The radiant optimism emitted by the all-important Ministry of Economy and Finance (MEF) all looks a little hollow, although government officials confidently predict that next year will be better than this as projects like Las Bambas come on stream. Still, the ministry sticks to the script that only investment in extractives will save Peru, even though the dangers of relying on a handful of highly price-volatile commodities for sustainable employment and growth are becoming daily more evident.
The Humala administration has taken some timid steps designed to promote economic diversification. However, this is not a message that appeals to the MEF or to Peru’s powerful community of extractive investors. It may be a message that gets an airing during the upcoming election campaign. But most of the more obvious contenders seem wedded to the extractives script that underpins thinking on the right and centre-right.
Meanwhile, the decline in tax income from mining, either through individual and corporate income taxes or through the canon system, is already forcing the Treasury to look for ways to cut spending. The brunt of this seems likely to fall on those regional and municipal governments that have done well out of the canon system in recent years. Lower growth will also mean that formal sector employment will decrease, as new entrants to the labour market find are unable to find jobs and are relegated to the insecurity of the informal sector. Lower growth and lower government spending on things like public investment projects and social welfare will also probably mean that Peru’s achievements in recent years in reducing poverty will begin to be reversed, see PSG article.
And while policy-makers remain wedded to export-led growth through extractives, new initiatives are afoot that will probably reinforce Peru’s subsidiary position in the global division of labour. This is the Trans-Pacific Partnership (TPP), the trade liberalisation deal between the United States, a number of Asiatic countries (but not China) and the handful of Latin American states that belong to the Pacific Alliance (Mexico, Chile, Colombia and Peru). The latter are, of course, the handful of countries that have avoided the Pink Tide in recent years, remaining committed to the neoliberal policies favoured by Washington.
An article by Joseph Stiglitz and Adam Hersh in La República last week warns Peruvians of the dangers of signing up to an agreement designed and promoted by the United States in its own interests. Since the TPP negotiations have been kept under wraps (glimpses only revealed thanks to Wikileaks), little is known of the detail. The main objection of the Peruvian government appears to have been over pharmaceutical patents.

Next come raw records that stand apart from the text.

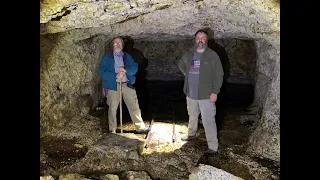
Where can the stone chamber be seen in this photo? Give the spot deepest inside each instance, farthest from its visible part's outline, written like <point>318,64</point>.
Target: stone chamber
<point>74,138</point>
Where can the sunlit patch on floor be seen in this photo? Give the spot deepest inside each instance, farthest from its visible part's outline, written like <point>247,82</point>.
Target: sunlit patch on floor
<point>161,138</point>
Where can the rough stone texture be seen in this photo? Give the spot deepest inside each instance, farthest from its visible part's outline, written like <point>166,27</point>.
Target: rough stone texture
<point>126,152</point>
<point>46,178</point>
<point>167,19</point>
<point>61,85</point>
<point>163,57</point>
<point>242,59</point>
<point>68,79</point>
<point>265,140</point>
<point>135,175</point>
<point>206,172</point>
<point>72,176</point>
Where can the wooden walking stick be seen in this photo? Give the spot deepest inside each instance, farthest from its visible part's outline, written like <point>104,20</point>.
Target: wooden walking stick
<point>120,97</point>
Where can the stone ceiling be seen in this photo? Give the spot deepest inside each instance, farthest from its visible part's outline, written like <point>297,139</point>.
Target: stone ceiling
<point>164,20</point>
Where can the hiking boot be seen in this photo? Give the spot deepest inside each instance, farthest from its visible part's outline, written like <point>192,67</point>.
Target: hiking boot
<point>187,138</point>
<point>113,131</point>
<point>210,152</point>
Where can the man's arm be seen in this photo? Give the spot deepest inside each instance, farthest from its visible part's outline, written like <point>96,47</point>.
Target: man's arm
<point>131,66</point>
<point>218,73</point>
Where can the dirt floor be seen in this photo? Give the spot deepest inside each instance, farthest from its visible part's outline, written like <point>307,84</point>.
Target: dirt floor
<point>161,105</point>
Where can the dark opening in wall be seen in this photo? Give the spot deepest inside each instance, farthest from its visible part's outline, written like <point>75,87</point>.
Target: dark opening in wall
<point>159,82</point>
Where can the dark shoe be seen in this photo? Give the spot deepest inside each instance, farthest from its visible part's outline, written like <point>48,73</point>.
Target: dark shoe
<point>187,138</point>
<point>142,131</point>
<point>210,152</point>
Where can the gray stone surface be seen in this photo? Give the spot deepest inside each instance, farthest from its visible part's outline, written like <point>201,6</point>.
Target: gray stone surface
<point>68,61</point>
<point>206,172</point>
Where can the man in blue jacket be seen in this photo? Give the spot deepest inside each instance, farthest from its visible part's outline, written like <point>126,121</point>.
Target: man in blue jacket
<point>116,65</point>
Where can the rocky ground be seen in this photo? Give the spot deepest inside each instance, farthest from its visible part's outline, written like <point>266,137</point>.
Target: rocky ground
<point>119,156</point>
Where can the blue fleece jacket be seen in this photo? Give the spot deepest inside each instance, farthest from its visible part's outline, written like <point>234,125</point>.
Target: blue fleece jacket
<point>108,73</point>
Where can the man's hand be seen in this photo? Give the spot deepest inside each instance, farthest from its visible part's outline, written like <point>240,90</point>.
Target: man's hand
<point>121,69</point>
<point>213,98</point>
<point>120,74</point>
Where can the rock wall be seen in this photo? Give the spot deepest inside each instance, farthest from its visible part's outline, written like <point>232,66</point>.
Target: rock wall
<point>163,57</point>
<point>68,78</point>
<point>265,140</point>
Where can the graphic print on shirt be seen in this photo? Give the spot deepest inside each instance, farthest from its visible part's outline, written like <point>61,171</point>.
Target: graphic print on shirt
<point>194,76</point>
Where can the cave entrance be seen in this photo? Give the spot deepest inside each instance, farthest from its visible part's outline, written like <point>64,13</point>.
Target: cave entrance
<point>159,82</point>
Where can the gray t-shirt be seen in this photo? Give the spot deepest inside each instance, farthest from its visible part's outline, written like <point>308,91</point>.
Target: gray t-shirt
<point>194,76</point>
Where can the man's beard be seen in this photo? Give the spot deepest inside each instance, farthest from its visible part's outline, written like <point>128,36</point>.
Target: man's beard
<point>117,50</point>
<point>201,46</point>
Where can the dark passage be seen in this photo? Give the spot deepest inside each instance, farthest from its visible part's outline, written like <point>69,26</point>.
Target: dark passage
<point>158,99</point>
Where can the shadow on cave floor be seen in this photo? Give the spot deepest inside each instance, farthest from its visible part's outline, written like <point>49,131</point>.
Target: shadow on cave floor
<point>167,103</point>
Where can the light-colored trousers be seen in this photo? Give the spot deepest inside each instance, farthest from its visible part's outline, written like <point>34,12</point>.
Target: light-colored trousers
<point>208,112</point>
<point>130,98</point>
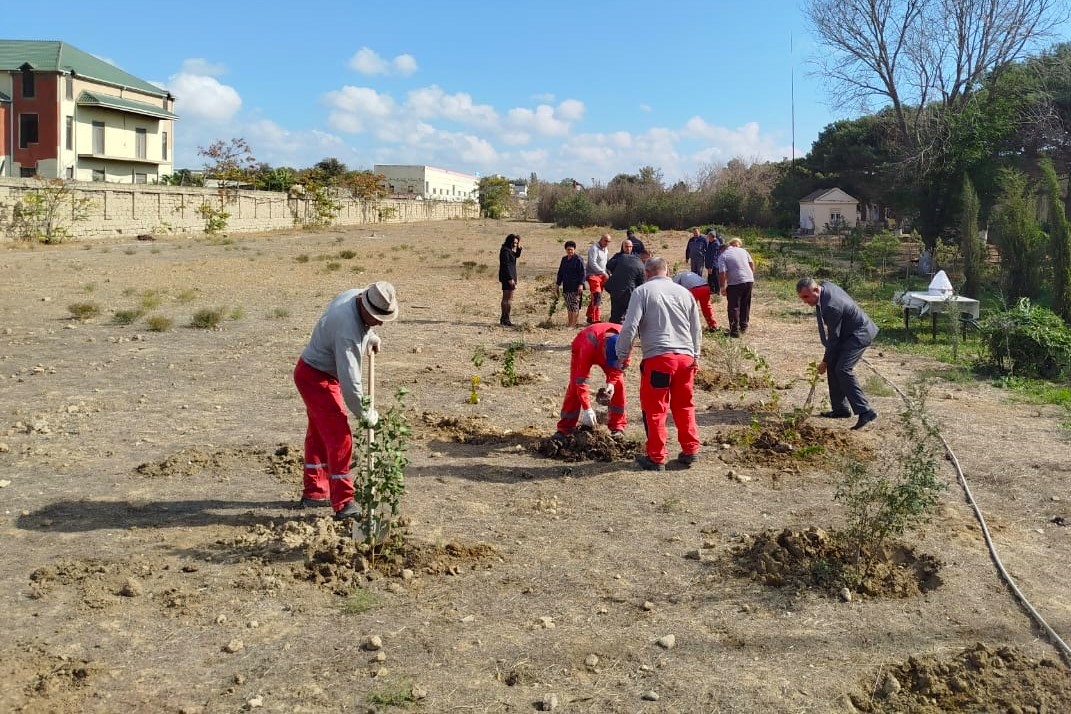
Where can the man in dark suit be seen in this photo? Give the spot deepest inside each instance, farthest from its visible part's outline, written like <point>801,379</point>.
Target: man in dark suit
<point>846,331</point>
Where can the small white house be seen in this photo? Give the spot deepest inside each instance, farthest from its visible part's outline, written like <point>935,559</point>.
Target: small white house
<point>428,182</point>
<point>827,207</point>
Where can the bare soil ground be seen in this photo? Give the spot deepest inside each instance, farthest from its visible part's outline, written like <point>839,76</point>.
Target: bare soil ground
<point>153,561</point>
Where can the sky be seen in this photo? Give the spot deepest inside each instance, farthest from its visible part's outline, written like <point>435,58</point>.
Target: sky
<point>581,89</point>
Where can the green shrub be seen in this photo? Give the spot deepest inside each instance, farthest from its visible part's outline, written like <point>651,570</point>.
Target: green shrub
<point>84,310</point>
<point>160,323</point>
<point>1028,340</point>
<point>208,318</point>
<point>125,316</point>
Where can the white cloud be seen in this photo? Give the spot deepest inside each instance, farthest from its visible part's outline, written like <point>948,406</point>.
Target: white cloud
<point>352,107</point>
<point>432,102</point>
<point>200,97</point>
<point>368,62</point>
<point>201,66</point>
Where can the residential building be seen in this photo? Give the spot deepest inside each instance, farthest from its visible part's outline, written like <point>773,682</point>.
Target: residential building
<point>428,182</point>
<point>68,115</point>
<point>828,208</point>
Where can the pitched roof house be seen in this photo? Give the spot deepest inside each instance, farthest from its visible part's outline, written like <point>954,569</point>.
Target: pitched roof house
<point>68,115</point>
<point>828,207</point>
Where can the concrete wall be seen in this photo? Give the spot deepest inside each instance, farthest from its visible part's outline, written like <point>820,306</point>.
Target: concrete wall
<point>117,210</point>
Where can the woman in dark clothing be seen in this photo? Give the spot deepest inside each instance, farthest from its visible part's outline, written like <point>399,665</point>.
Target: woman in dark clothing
<point>508,274</point>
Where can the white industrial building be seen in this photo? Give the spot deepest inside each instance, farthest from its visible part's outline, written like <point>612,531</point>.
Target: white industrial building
<point>428,182</point>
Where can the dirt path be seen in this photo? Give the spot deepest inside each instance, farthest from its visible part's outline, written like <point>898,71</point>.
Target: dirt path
<point>191,585</point>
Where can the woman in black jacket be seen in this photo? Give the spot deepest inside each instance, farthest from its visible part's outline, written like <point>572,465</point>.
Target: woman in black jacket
<point>508,274</point>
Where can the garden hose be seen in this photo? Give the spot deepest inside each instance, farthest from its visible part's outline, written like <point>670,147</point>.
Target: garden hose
<point>1050,633</point>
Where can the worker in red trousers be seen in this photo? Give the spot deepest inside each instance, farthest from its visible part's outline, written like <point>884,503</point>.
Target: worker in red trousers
<point>594,345</point>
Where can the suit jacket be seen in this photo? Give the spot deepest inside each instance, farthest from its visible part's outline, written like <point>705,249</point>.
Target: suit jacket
<point>842,323</point>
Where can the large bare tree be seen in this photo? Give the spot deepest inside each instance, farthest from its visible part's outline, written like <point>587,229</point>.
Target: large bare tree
<point>913,54</point>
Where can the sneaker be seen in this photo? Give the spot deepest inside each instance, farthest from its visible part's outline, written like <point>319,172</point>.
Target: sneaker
<point>688,459</point>
<point>647,465</point>
<point>864,419</point>
<point>348,511</point>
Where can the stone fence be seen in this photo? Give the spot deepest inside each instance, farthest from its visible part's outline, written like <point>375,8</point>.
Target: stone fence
<point>117,210</point>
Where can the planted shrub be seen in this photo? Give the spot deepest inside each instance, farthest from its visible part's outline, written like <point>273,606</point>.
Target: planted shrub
<point>1028,340</point>
<point>208,318</point>
<point>159,323</point>
<point>84,310</point>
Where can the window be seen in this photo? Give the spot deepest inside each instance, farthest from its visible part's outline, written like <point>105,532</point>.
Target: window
<point>29,84</point>
<point>140,142</point>
<point>99,138</point>
<point>27,130</point>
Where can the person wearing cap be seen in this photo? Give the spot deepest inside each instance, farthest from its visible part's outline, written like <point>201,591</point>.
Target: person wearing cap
<point>597,273</point>
<point>845,331</point>
<point>508,274</point>
<point>737,270</point>
<point>627,274</point>
<point>700,291</point>
<point>328,377</point>
<point>665,318</point>
<point>710,259</point>
<point>695,252</point>
<point>637,245</point>
<point>594,345</point>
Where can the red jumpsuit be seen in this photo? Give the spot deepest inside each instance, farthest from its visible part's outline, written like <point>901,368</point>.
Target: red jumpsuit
<point>589,349</point>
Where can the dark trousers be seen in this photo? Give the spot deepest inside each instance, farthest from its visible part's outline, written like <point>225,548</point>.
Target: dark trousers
<point>738,298</point>
<point>844,390</point>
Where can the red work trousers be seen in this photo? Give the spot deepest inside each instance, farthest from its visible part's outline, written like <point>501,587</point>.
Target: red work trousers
<point>594,303</point>
<point>329,444</point>
<point>589,349</point>
<point>702,295</point>
<point>666,381</point>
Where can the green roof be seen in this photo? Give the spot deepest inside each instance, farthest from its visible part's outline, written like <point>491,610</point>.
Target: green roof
<point>92,100</point>
<point>50,56</point>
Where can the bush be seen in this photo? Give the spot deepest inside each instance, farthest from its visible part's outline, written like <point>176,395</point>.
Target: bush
<point>1028,340</point>
<point>208,318</point>
<point>159,323</point>
<point>84,310</point>
<point>125,316</point>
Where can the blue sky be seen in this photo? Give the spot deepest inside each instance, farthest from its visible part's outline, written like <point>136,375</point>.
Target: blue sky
<point>574,89</point>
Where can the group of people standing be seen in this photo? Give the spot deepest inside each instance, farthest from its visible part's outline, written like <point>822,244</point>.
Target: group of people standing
<point>660,312</point>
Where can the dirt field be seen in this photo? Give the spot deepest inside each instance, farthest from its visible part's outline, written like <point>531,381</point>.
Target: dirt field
<point>153,561</point>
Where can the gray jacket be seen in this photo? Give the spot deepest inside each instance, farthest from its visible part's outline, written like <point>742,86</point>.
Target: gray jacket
<point>340,340</point>
<point>841,321</point>
<point>666,319</point>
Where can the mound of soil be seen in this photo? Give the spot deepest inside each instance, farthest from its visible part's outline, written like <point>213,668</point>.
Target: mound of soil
<point>588,445</point>
<point>472,430</point>
<point>323,551</point>
<point>817,559</point>
<point>979,679</point>
<point>283,461</point>
<point>774,443</point>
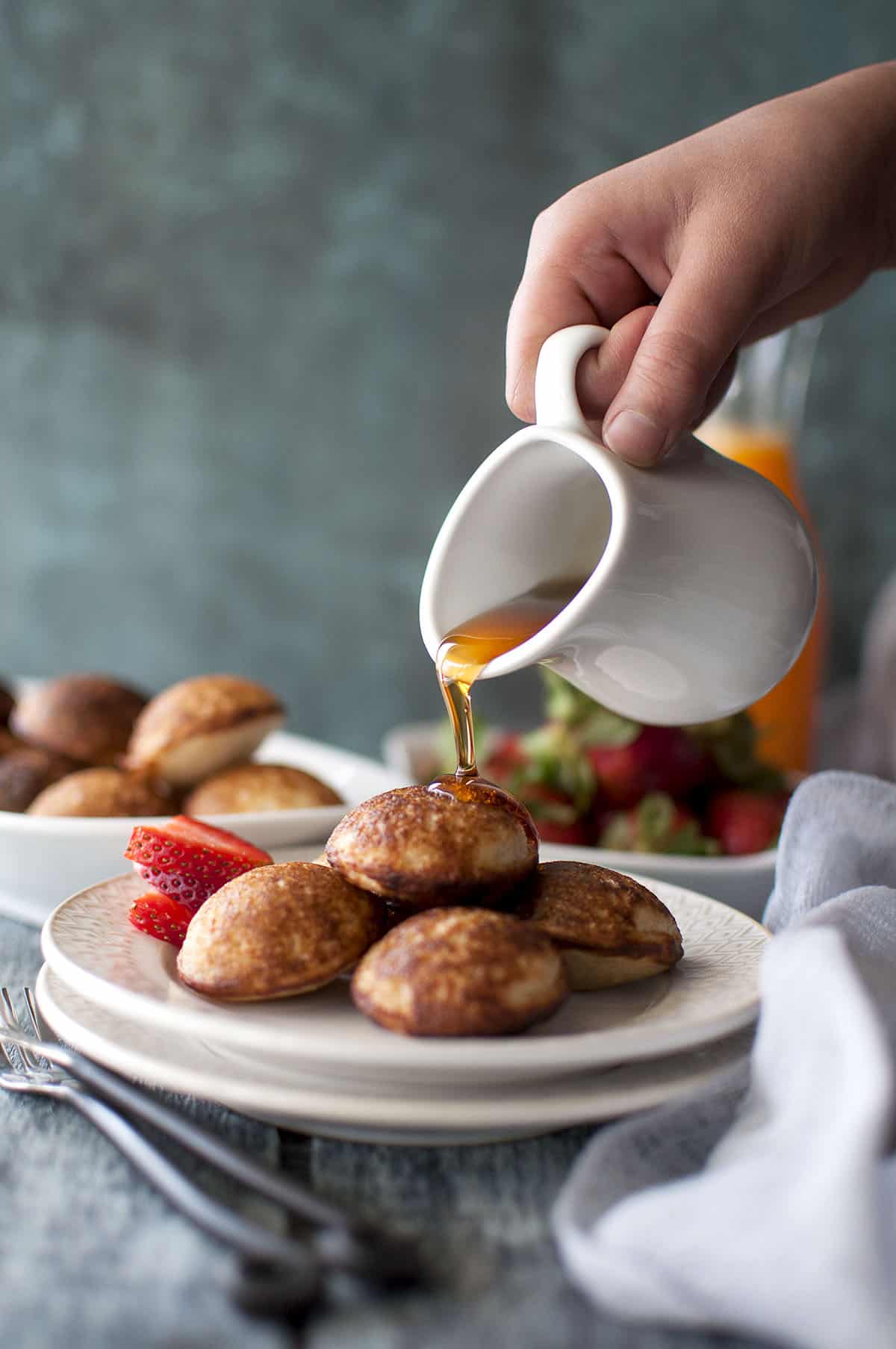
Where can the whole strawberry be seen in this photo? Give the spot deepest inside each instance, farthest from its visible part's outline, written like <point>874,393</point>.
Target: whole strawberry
<point>662,758</point>
<point>745,822</point>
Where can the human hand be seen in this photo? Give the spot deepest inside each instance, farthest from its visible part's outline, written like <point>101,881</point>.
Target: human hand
<point>747,227</point>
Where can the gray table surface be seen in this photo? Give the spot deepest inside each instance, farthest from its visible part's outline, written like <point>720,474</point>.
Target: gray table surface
<point>90,1256</point>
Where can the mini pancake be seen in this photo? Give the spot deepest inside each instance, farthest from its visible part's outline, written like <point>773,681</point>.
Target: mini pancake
<point>26,772</point>
<point>424,846</point>
<point>88,718</point>
<point>461,971</point>
<point>259,787</point>
<point>102,792</point>
<point>609,929</point>
<point>202,725</point>
<point>277,931</point>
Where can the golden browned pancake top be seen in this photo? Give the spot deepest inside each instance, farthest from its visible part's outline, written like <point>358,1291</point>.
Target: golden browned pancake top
<point>421,846</point>
<point>197,707</point>
<point>26,772</point>
<point>276,931</point>
<point>102,792</point>
<point>259,787</point>
<point>591,907</point>
<point>87,717</point>
<point>461,971</point>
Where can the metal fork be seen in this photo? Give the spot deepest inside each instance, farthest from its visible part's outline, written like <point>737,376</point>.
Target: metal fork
<point>282,1268</point>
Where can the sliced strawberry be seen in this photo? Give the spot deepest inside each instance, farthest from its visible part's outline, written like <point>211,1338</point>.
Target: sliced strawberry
<point>161,916</point>
<point>744,820</point>
<point>202,857</point>
<point>192,894</point>
<point>663,758</point>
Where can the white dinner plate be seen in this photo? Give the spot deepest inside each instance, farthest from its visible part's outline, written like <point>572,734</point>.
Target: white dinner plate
<point>45,857</point>
<point>377,1113</point>
<point>713,992</point>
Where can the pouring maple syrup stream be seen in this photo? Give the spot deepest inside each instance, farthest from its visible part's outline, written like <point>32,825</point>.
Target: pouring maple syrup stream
<point>474,644</point>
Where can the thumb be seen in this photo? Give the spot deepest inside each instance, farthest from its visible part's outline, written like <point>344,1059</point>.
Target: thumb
<point>693,335</point>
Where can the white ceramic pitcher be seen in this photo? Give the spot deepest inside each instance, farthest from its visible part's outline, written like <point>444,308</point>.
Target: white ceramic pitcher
<point>700,576</point>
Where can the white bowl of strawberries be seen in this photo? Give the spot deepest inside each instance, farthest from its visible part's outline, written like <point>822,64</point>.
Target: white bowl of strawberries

But as Stiglitz and Hersh make clear, the ability of Peru to stand up for its interests against the might of the United States is limited indeed. “The simple question that confronts Peru is whether with the TPP it will be better off than today” they affirm. “From what we know from the various leaks about the texts being discussed, it is probable that what it result will be that it will be worse”.
With elections pending and with so much at stake, the discussion around future economic policy is deafening by its absence. But that’s the way that the United States and its TPP counterparts, Peru included, want it to be. Discussion can be dangerous.